"Selamat Makan."
Aku menyantap makan malam. Aku yang membuat hidangan makan malam ini. Sepertinya aku cocok jadi chef terkenal sejagad raya. Terlebih lagi acap kali Mia sering mengajariku memasak makanan lezat, hanya dia yang punya resep makanan selezat masakannya itu. Beruntung sekali, bukan? aku bisa khursus masak langsung tanpa harus bersekolah.
"Enak banget, Mama suka," kata Mama setelah menelan satu suap daging.
"Pasti Mia yang ngajarin Hana masakan ini, ya?"
Aku mengangguk.
Sambil menyuap beberapa sendok makan ke dalam mulut, kuperhatikan sebelah tangan Mama mengenggam erat kursi rodanya.
Tak lama ia melepas gengamannya, lalu menyodorkan aku dengan makanan di piring di meja ini.
"Habiskan," ujarnya.
Kasihan melihat Mama sengsara seperti ini terus. Duduk berhari-hari di kursi roda. Mama semakin tua, rambutnya mulai beruban. Sayangnya, ia harus menikmati sisa hidupnya ditemani kursi roda.

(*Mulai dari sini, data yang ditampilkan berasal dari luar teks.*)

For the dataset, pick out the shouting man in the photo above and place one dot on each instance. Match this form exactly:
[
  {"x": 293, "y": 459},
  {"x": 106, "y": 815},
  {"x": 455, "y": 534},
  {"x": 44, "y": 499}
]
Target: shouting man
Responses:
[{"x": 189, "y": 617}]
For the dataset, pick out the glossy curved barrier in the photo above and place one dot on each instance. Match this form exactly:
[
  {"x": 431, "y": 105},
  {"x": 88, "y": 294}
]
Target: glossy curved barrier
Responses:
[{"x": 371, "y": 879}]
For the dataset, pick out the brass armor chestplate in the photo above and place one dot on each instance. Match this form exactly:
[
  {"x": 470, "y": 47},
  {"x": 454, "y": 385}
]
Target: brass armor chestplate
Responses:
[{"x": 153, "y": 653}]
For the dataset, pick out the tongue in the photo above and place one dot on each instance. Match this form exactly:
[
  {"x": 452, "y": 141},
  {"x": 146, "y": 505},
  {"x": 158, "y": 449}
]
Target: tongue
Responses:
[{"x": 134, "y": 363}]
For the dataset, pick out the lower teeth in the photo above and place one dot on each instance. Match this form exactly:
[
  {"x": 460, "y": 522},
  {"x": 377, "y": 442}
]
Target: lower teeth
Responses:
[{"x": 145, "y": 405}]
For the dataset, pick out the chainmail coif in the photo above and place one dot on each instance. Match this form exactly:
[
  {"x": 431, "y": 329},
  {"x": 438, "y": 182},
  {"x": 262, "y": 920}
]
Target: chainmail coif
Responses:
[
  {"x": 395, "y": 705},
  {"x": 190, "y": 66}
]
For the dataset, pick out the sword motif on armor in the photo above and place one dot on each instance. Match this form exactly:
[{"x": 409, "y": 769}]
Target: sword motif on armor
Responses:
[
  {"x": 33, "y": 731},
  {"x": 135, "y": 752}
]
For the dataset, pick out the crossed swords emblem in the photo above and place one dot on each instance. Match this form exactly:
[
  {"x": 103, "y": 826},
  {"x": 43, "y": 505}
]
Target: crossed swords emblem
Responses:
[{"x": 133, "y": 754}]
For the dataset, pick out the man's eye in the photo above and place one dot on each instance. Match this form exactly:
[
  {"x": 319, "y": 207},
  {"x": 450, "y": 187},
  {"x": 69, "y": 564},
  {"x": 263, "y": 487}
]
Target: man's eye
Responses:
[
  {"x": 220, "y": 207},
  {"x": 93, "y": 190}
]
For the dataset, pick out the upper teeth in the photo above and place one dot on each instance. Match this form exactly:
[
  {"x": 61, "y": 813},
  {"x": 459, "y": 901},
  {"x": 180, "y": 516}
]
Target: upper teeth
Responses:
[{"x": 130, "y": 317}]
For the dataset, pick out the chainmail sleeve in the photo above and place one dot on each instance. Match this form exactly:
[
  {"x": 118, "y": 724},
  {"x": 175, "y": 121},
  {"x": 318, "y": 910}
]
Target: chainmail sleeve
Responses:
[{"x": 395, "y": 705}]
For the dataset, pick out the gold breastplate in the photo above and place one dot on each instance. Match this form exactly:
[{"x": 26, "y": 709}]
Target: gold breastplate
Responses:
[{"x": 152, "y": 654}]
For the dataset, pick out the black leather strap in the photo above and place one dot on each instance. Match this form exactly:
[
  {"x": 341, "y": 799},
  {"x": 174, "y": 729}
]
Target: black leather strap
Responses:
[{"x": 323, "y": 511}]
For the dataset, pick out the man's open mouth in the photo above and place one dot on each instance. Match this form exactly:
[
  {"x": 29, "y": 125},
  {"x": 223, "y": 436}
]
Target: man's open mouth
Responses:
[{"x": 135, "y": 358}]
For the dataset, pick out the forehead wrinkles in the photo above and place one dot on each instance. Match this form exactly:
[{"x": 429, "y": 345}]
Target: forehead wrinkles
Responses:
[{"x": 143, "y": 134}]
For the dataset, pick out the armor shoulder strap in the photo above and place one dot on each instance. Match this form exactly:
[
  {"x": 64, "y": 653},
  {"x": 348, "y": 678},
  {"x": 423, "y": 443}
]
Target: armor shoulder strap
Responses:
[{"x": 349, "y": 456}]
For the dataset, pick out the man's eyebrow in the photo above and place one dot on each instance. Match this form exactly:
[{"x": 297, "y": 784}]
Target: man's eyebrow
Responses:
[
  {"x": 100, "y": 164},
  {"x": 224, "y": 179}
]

Dua hari yang lalu ia menangis di kamarnya. Duduk di kursi roda di depan jendela kamarnya yang langsung mengarah hujan lebat di luar.
Aku tidak tahu pasti bahwa ia menangis, sebab aku hanya mengintipnya dari ambang pintu kamarnya. Yang terdengar hanya isakan kecil milik Mama.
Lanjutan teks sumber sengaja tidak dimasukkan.